In the current study, use of the oral contraceptive pill (OCP) was not found to significantly alter O3I. This contradicts evidence that shows that the progesterone released by the OCP to mimic constant luteal conditions can cause an upregulation of n-6 PUFA conversion to n-3 PUFA [31]. However, in our study, OCP use data were incomplete, and participants were not asked to identify the composition or specific brand of OCP they were using nor the length of time they had been on the OCP, and consistency of use was also not collected.

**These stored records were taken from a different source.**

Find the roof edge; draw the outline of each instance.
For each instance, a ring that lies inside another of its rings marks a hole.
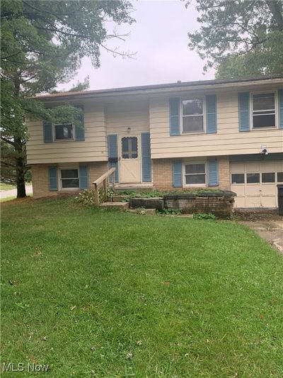
[[[142,85],[137,87],[125,87],[111,88],[107,89],[96,89],[91,91],[67,91],[55,94],[48,94],[37,96],[36,99],[52,100],[57,99],[64,99],[65,97],[72,98],[76,96],[105,96],[105,95],[115,95],[115,94],[127,94],[132,91],[154,91],[158,89],[174,89],[187,87],[205,87],[214,85],[224,85],[233,83],[244,83],[244,82],[255,82],[258,81],[272,81],[275,79],[283,79],[283,75],[272,75],[272,76],[260,76],[253,77],[243,77],[240,79],[212,79],[212,80],[198,80],[193,82],[183,82],[175,83],[167,83],[151,85]]]

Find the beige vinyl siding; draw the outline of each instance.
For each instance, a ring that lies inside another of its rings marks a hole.
[[[107,104],[105,106],[108,134],[130,134],[149,131],[149,102],[144,100]]]
[[[45,143],[40,121],[28,123],[28,163],[99,162],[108,160],[103,106],[87,102],[84,108],[84,141]]]
[[[195,97],[203,94],[196,94]],[[216,94],[217,133],[185,133],[178,136],[170,135],[169,97],[152,98],[149,113],[152,158],[254,154],[259,153],[261,145],[266,145],[270,153],[282,152],[282,130],[240,133],[238,92],[221,91]],[[192,98],[192,94],[187,96]],[[182,95],[181,98],[185,97]]]

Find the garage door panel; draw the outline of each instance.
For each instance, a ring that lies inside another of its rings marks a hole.
[[[231,190],[237,194],[235,207],[278,206],[277,184],[281,175],[277,172],[283,172],[283,161],[232,162],[230,169],[231,174],[243,173],[245,177],[243,184],[231,185]]]
[[[260,204],[262,207],[277,207],[277,200],[275,196],[265,196],[260,199]]]
[[[260,185],[247,184],[245,188],[246,195],[248,196],[259,196],[260,194]]]
[[[235,197],[235,207],[246,207],[246,198],[245,197],[238,197],[238,196]]]
[[[248,165],[246,165],[246,172],[260,172],[260,163],[259,162],[251,162]]]
[[[245,207],[260,207],[260,198],[259,196],[246,196]]]

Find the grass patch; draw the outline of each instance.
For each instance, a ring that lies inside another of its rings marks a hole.
[[[15,199],[16,196],[11,196],[10,197],[0,198],[0,202],[6,202],[7,201],[11,201],[11,199]]]
[[[7,184],[6,182],[0,182],[0,190],[11,190],[16,189],[16,185],[11,184]]]
[[[2,362],[52,377],[283,376],[282,257],[248,228],[73,199],[7,204],[1,223]]]

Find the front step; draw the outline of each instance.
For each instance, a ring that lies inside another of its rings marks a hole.
[[[120,209],[120,210],[127,210],[129,209],[129,202],[103,202],[100,204],[100,207],[104,209]]]

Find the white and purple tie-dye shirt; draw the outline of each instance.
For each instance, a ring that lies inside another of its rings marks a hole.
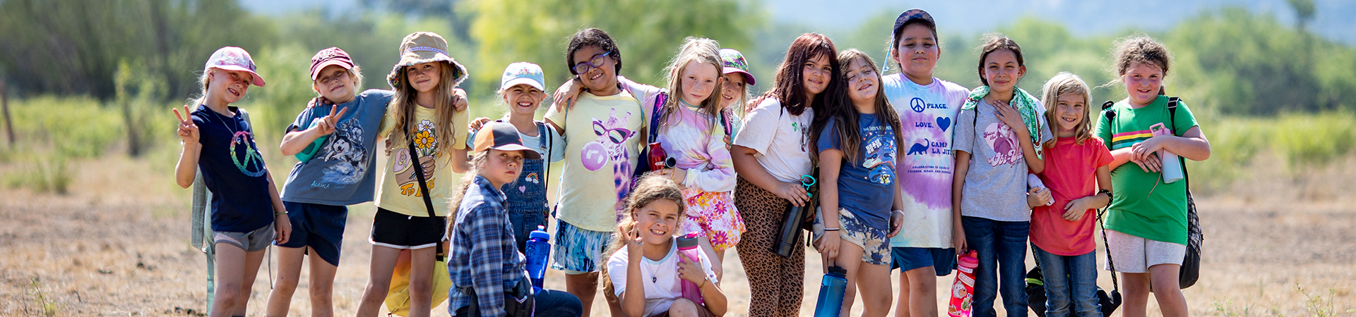
[[[895,168],[904,196],[904,228],[890,247],[951,248],[951,182],[956,164],[951,153],[956,117],[970,93],[965,87],[933,79],[919,85],[903,73],[881,80],[885,99],[899,114]]]
[[[683,187],[708,192],[735,190],[735,164],[725,148],[725,130],[719,122],[679,103],[673,118],[666,118],[659,129],[659,144],[678,164],[687,171]]]

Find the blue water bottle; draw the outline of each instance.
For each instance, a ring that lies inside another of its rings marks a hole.
[[[843,308],[843,291],[848,290],[848,270],[833,266],[824,274],[824,282],[819,286],[819,303],[815,305],[815,317],[838,317]]]
[[[537,226],[527,234],[527,278],[532,287],[541,290],[541,279],[546,276],[548,256],[551,256],[551,233],[545,226]]]

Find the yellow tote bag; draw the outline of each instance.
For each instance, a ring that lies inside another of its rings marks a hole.
[[[447,299],[447,290],[452,289],[452,278],[447,276],[447,261],[439,260],[433,266],[433,301],[430,308],[437,308]],[[386,310],[396,316],[410,316],[410,251],[401,249],[396,260],[396,270],[391,274],[391,289],[386,290]]]

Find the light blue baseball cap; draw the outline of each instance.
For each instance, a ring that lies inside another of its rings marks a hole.
[[[527,84],[533,88],[546,91],[546,75],[541,66],[532,62],[514,62],[504,68],[504,76],[499,80],[499,89],[509,89],[518,84]]]

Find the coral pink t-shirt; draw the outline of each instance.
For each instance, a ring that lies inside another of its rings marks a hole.
[[[1096,210],[1085,210],[1078,221],[1067,221],[1063,217],[1064,205],[1097,194],[1097,168],[1111,161],[1111,150],[1097,137],[1085,140],[1082,145],[1074,138],[1059,138],[1055,146],[1045,149],[1045,171],[1037,176],[1050,188],[1055,203],[1031,210],[1032,244],[1062,256],[1086,255],[1097,249],[1093,238]]]

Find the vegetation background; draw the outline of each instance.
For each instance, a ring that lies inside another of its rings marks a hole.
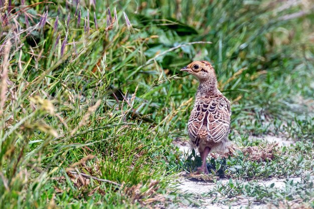
[[[201,206],[174,180],[198,156],[173,143],[198,86],[179,70],[199,60],[232,102],[231,140],[293,142],[212,158],[230,180],[208,198],[314,206],[313,0],[0,0],[0,208]]]

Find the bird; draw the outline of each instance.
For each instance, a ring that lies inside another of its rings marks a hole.
[[[188,132],[192,147],[198,149],[202,160],[196,173],[208,174],[206,159],[210,152],[233,152],[228,139],[230,102],[218,90],[215,70],[209,62],[194,61],[180,71],[191,74],[199,82],[188,122]]]

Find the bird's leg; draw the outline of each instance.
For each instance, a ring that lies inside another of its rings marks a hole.
[[[201,152],[201,158],[202,158],[202,166],[199,168],[197,172],[197,174],[200,174],[204,172],[205,174],[208,174],[208,170],[207,169],[207,166],[206,166],[206,158],[209,152],[210,152],[210,148],[207,146],[204,150],[204,151]]]

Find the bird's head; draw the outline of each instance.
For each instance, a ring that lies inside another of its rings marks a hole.
[[[193,74],[200,81],[207,80],[215,76],[215,70],[210,63],[207,61],[194,61],[182,68],[184,71]]]

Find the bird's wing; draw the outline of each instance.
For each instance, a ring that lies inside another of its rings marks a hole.
[[[223,96],[213,98],[209,102],[207,114],[208,140],[218,143],[228,136],[230,128],[230,102]]]
[[[218,143],[229,134],[230,103],[223,96],[196,101],[188,126],[192,142],[199,146],[200,138]]]

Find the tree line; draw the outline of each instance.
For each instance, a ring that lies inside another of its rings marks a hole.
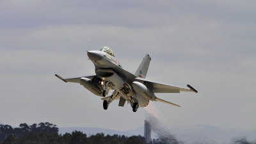
[[[145,138],[140,135],[130,137],[114,134],[106,135],[97,133],[88,137],[80,131],[59,134],[56,125],[41,122],[28,125],[20,124],[20,127],[12,128],[8,125],[0,125],[0,144],[145,144]],[[153,139],[148,144],[184,143],[175,139],[161,138]],[[256,144],[245,138],[234,139],[234,144]]]

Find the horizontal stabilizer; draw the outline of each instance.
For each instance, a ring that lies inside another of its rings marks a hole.
[[[156,101],[161,102],[168,104],[170,104],[170,105],[173,105],[173,106],[175,106],[180,107],[180,106],[179,106],[177,104],[173,104],[173,103],[172,103],[172,102],[170,102],[166,101],[164,100],[163,100],[163,99],[158,99],[158,98],[156,99]]]
[[[197,90],[196,90],[195,88],[193,88],[189,84],[187,84],[187,86],[189,87],[190,89],[191,89],[191,90],[194,91],[194,92],[197,93]]]
[[[153,87],[152,91],[154,93],[179,93],[180,92],[195,92],[193,90],[188,89],[187,88],[166,84],[148,79],[136,77],[135,79],[136,81],[141,83],[147,83],[150,84]]]

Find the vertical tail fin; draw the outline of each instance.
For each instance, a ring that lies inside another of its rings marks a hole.
[[[145,78],[147,72],[148,72],[149,63],[150,63],[151,58],[148,54],[146,54],[143,60],[140,63],[139,68],[138,68],[137,71],[135,72],[135,76],[140,77],[142,78]]]

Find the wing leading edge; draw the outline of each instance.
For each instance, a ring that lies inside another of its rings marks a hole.
[[[74,78],[68,78],[68,79],[63,79],[62,77],[60,76],[58,74],[55,74],[55,76],[58,77],[59,79],[63,81],[65,83],[71,82],[71,83],[80,83],[80,79],[82,77],[86,77],[90,79],[92,79],[94,77],[96,77],[96,75],[92,75],[92,76],[87,76],[84,77],[74,77]]]

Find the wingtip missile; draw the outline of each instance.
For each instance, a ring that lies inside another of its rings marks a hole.
[[[62,77],[60,76],[58,74],[55,74],[55,76],[58,77],[59,79],[61,79],[62,81],[63,81],[65,83],[68,83],[67,81],[66,81],[66,80],[65,80],[63,78],[62,78]]]
[[[189,84],[187,84],[187,86],[189,87],[191,90],[193,90],[194,92],[197,93],[197,90],[196,90],[195,88],[193,88],[192,86],[191,86]]]

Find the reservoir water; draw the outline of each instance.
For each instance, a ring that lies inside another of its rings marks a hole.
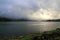
[[[40,33],[60,28],[60,22],[0,22],[0,36]]]

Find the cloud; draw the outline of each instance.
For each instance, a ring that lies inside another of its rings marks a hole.
[[[60,0],[0,0],[0,16],[30,20],[60,19]]]

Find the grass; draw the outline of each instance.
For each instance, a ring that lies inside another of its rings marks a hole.
[[[0,40],[60,40],[60,28],[42,33],[27,34],[23,36],[3,37]]]

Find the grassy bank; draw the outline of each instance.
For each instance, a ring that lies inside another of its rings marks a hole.
[[[24,36],[0,37],[0,40],[60,40],[60,28]]]

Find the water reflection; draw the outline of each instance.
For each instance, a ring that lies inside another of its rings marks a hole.
[[[60,22],[0,22],[0,35],[37,33],[60,28]]]

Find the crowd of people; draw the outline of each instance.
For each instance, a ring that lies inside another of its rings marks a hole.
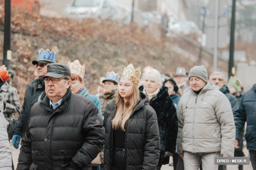
[[[84,86],[84,65],[56,58],[39,51],[20,113],[8,82],[15,72],[0,67],[0,169],[13,169],[9,141],[18,149],[22,139],[18,170],[158,170],[171,156],[174,170],[224,170],[213,158],[245,156],[247,122],[256,170],[256,84],[244,94],[236,77],[226,83],[214,72],[208,79],[203,66],[188,74],[178,67],[173,77],[130,64],[120,76],[109,70],[95,95]]]

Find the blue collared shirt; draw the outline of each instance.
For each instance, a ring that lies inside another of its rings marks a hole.
[[[52,100],[50,99],[50,107],[53,109],[53,110],[55,110],[58,106],[60,105],[60,104],[61,103],[61,102],[62,101],[62,99],[63,99],[63,98],[60,99],[60,100],[55,103],[55,105],[53,104],[53,103],[52,102]]]

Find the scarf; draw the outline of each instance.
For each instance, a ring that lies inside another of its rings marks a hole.
[[[83,93],[83,92],[85,90],[85,88],[84,87],[83,87],[81,88],[80,90],[79,90],[79,91],[77,92],[77,93],[76,93],[76,94],[80,94],[81,93]]]
[[[143,93],[147,94],[147,95],[148,96],[148,98],[149,99],[149,100],[153,98],[155,96],[157,95],[157,94],[158,94],[158,93],[159,92],[159,91],[160,91],[160,88],[159,87],[158,87],[158,88],[157,89],[157,90],[153,94],[147,94],[147,93],[146,92],[145,88],[144,88],[144,89],[143,89]]]

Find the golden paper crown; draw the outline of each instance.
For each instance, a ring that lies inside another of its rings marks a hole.
[[[71,63],[70,61],[69,61],[68,65],[70,68],[71,73],[77,75],[83,79],[85,71],[85,65],[84,64],[82,66],[80,64],[79,61],[77,60]]]
[[[140,77],[140,67],[138,67],[135,70],[132,64],[130,64],[126,68],[124,66],[124,69],[120,79],[129,80],[138,85]]]

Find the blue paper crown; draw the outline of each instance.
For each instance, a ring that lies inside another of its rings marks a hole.
[[[49,49],[45,51],[42,48],[38,52],[37,60],[44,60],[56,62],[56,52],[54,52],[53,50],[50,52]]]
[[[184,67],[177,67],[175,76],[186,76],[186,69]]]
[[[120,76],[118,73],[116,74],[113,71],[112,71],[110,73],[108,72],[106,75],[105,79],[103,81],[105,81],[108,80],[114,81],[117,83],[120,80]]]

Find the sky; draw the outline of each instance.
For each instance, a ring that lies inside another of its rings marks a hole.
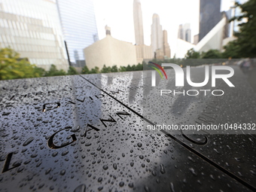
[[[152,16],[157,14],[163,29],[167,30],[173,56],[180,24],[190,23],[191,41],[199,33],[200,0],[140,0],[143,19],[144,42],[151,44]],[[221,11],[227,11],[232,0],[222,0]],[[105,37],[105,26],[111,36],[135,44],[133,0],[93,0],[99,39]]]

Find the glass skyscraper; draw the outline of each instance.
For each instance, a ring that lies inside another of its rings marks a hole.
[[[221,0],[200,0],[200,32],[201,41],[221,20]]]
[[[65,41],[70,60],[84,65],[83,50],[98,41],[93,0],[57,0]]]
[[[10,47],[32,64],[68,69],[55,0],[0,0],[0,47]]]

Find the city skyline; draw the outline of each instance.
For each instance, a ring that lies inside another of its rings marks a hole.
[[[99,39],[93,2],[56,0],[56,3],[70,61],[77,66],[83,66],[84,48]]]
[[[231,0],[223,0],[221,11],[227,11]],[[157,14],[160,17],[163,29],[168,32],[168,42],[172,50],[172,57],[175,51],[178,26],[189,23],[191,26],[191,39],[199,33],[200,0],[145,1],[140,0],[142,5],[144,43],[151,45],[151,26],[152,16]],[[114,6],[113,6],[114,5]],[[186,6],[184,6],[186,5]],[[111,27],[113,37],[121,41],[136,44],[133,24],[133,0],[117,1],[94,0],[94,8],[98,28],[99,38],[105,36],[105,26]],[[178,9],[178,8],[181,8]],[[118,17],[117,17],[118,15]],[[193,43],[193,40],[191,40]]]

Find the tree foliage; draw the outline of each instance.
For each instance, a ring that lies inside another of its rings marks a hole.
[[[69,66],[69,71],[68,71],[68,75],[78,75],[78,72],[77,70],[75,70],[75,67],[72,66]]]
[[[51,65],[50,70],[45,73],[45,77],[66,75],[63,69],[58,70],[54,65]]]
[[[0,80],[38,78],[44,70],[31,65],[27,59],[20,59],[10,47],[0,49]]]
[[[186,59],[199,59],[200,58],[200,53],[195,51],[193,48],[187,50],[185,55]]]
[[[234,17],[231,20],[240,21],[243,18],[247,22],[239,25],[239,32],[235,33],[236,40],[224,47],[224,55],[232,58],[256,56],[256,1],[248,0],[244,4],[236,3],[242,10],[242,15]],[[230,20],[230,21],[231,21]]]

Strengths of this research include the use of O3I, with previous studies instead using plasma n-3 PUFA or serum phospholipid fatty acids, which are highly influenced by recent diet [14]. The strength of using O3I lies in its being unaffected by previous-day dietary intake and its relative stability over time, and hence it is considered to be indicative of n-3 PUFA status and intake over a three-month period [34,35]. The participants of this study were healthy, decreasing the effect of possible health-related confounders. Women who were currently pregnant, breastfeeding or less than 6 months post-partum were also excluded, eliminating the effect that pregnancy may have on n-3 PUFA status, metabolism and in vivo synthesis [65,66]. Limitations of this study include the self-reported nature of dietary intake, with food frequency questionnaires commonly being associated with both over- and underestimation of dietary intake [67,68,69]. Whilst women were screened for metabolic disease and medical conditions, they were not tested for PCOS, which can often go undiagnosed and may have impacted n-3 PUFA status in the young women [30,31,70]. Furthermore, while we collected anthropometry data including BMI and waist circumference, more in-depth body composition data would have yielded information about adipose tissue volumes. This may contribute to differences observed in erythrocyte omega-3 due to the increased volume of distribution for fatty acids absorbed from the diet, and therefore a lower apparent blood status of omega-3 in those with larger adipose tissue stores.

5. Conclusions

This research supports the current literature whereby individuals with overweight or obesity have significantly lower O3I or n-3 PUFA status than their healthy-weight counterparts. In healthy young women, this relationship between BMI and O3I was found to be independent of n-3 PUFA intake. Participants taking fish oil supplements were found to have significantly higher O3I than those who did not, suggesting their importance in maintaining a higher level of n-3 PUFA in cell membranes. However, this effect was primarily observed in healthy-weight individuals, and the effect of omega-3 supplements in participants with obesity was less clear. Further research is necessary to elucidate the mechanisms by which increased BMI and obesity affect n-3 PUFA status, and how this relates to risks of metabolic disease among individuals with obesity.